Bild 7:Rohrförmige LED-Langfeldleuchte

Bild 8:Druckfest gekapselte Hängeleuchte mit einem Hochleistungs-LED-Einsatz

Auch die altehrwürdige Hängeleuchte kann mittels LED Technik modernisiert werden. Bild 8 zeigt eine druckfest gekapselte Hängeleuchte mit einem Hochleistungs-LED-Einsatz. Die Anordnung und Anzahl der LEDs wird durch die Beleuchtungsaufgabe mit  der vorgegebenen Lichtstärkeverteilung bestimmt. Im Gegensatz zu Hochdruck-Entladungslampen und Glühlampen weisen LEDs einen kleineren Abstrahlwinkel auf. Ist eine Abstrahlung über 360° notwendig, müssen entweder mehrere LED-Module in der Hängeleuchte so angeordnet werden, dass diese in verschiedene Richtungen abstrahlen oder es muss eine spezielle Optik verwendet werden, die das Licht entsprechend verteilt. Die Mehrkosten solcher Lösungen sind in speziellen Anwendungsfällen, wie z.B. mit den Forderungen nach langer Lebensdauer, Einsatz bei Temperaturen unterhalb –30°C oder nach  sofortigem Wiedereinschalten der Leuchte nach einem Netzausfall, gerechtfertigt.

Ausblick

Zweifellos stellen LEDs das Leuchtmittel dar, welches in Zukunft die Mehrzahl der Beleuchtungsaufgaben übernehmen wird. Die rasante Entwicklung der LED-Technik der  vergangenen 10 Jahre ist noch lange nicht  zu Ende. Und so werden die Produkteigenschaften in den kommenden Jahren sicher weiter verbessert. Welche Werte dabei erzielt werden können, wurde oben bereits erwähnt.

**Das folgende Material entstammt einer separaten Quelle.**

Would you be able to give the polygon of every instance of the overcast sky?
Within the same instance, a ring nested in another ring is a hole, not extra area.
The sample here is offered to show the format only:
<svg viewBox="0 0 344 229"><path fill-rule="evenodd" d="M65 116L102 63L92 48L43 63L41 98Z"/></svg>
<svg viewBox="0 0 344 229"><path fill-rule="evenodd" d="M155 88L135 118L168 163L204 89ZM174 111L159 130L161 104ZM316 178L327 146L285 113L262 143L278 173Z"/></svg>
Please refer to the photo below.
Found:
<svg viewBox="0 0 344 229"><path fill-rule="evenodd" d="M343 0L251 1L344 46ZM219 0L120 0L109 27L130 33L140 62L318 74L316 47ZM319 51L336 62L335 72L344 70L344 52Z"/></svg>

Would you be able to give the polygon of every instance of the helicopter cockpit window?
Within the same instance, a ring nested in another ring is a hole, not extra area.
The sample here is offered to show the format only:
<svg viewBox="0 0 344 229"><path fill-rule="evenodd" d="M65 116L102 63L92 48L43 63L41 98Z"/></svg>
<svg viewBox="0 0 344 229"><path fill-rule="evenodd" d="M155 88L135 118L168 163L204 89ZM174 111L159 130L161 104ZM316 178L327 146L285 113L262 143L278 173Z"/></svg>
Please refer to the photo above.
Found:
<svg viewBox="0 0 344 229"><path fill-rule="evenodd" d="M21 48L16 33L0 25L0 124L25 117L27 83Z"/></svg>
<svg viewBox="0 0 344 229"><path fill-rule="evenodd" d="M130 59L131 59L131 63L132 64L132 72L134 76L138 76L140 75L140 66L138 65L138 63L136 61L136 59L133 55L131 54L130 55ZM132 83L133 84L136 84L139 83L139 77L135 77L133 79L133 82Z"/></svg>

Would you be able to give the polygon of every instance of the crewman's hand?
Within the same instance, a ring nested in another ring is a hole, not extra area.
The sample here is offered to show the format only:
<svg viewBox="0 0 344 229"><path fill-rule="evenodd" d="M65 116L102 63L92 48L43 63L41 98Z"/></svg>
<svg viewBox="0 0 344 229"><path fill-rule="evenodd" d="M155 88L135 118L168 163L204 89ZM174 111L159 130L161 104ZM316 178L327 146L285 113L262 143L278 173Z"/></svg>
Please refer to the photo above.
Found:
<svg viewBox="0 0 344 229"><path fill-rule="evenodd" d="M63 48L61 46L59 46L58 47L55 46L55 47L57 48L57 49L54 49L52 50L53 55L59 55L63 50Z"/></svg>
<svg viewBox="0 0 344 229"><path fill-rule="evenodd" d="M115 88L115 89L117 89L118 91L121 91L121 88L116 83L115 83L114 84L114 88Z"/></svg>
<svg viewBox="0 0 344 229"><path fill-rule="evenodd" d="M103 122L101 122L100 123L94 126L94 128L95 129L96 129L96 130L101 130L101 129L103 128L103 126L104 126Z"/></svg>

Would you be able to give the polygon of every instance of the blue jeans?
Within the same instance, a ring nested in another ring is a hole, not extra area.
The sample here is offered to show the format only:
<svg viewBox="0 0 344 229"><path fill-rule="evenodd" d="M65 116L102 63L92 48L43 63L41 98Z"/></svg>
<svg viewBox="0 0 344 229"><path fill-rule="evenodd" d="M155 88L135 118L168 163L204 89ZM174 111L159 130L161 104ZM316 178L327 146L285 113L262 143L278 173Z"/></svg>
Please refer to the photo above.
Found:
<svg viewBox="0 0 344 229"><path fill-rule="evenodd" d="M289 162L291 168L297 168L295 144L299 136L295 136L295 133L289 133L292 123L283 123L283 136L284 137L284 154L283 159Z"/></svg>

Weitere Verbesserungen der Herstellungstechnologien, die ständig steigenden Fertigungsstückzahlen sowie die zunehmende Konkurrenz auf den Weltmärkten werden dafür sorgen, dass die Kosten und damit Marktpreise weiter fallen. Interessant ist auch, welche Fortschritte in den nächsten Jahren auf dem Gebiet der OLED-Technik erzielt werden können. Organisch basierte LEDs strahlen, im Vergleich zu den bisher bekannten LEDs, das Licht großflächig ab und kommen damit der natürlichen Lichtverteilung sehr nah. Im Moment ist diese Technologie, die Lebensdauer und Lichtausbeute betreffend, jedoch noch nicht ausgereift und wird aus diesen Gründen nur für spezielle Anwendungsfälle eingesetzt. Die Entwicklung und Produktion von 200W und 400W-Scheinwerfern für die Zone 1 ist schon heute realisierbar, es stellt sich jedoch die Frage, ob die Kunden in diesem Fall bereit sind, den erhöhten Anschaffungspreis für LED-Leuchten zu bezahlen. Bei allem Optimismus hinsichtlich der Anwendung von LEDs als Leuchtmittel sollte man nicht verkennen, dass die Ablösung  von Beleuchtungsanlagen mit älternen Lichtquellen nur nach und nach in einem längeren Zeitraum erfolgen kann. Dafür sprechen langjährige Gewohnheiten, der massenhafte Einsatz der bisherigen Technik in bestehenden Anlagen sowie Defizite in der Information über die neue Technik beim Personal und in den Unterlagen der Planungs-, Installations- und Betreiberfirmen.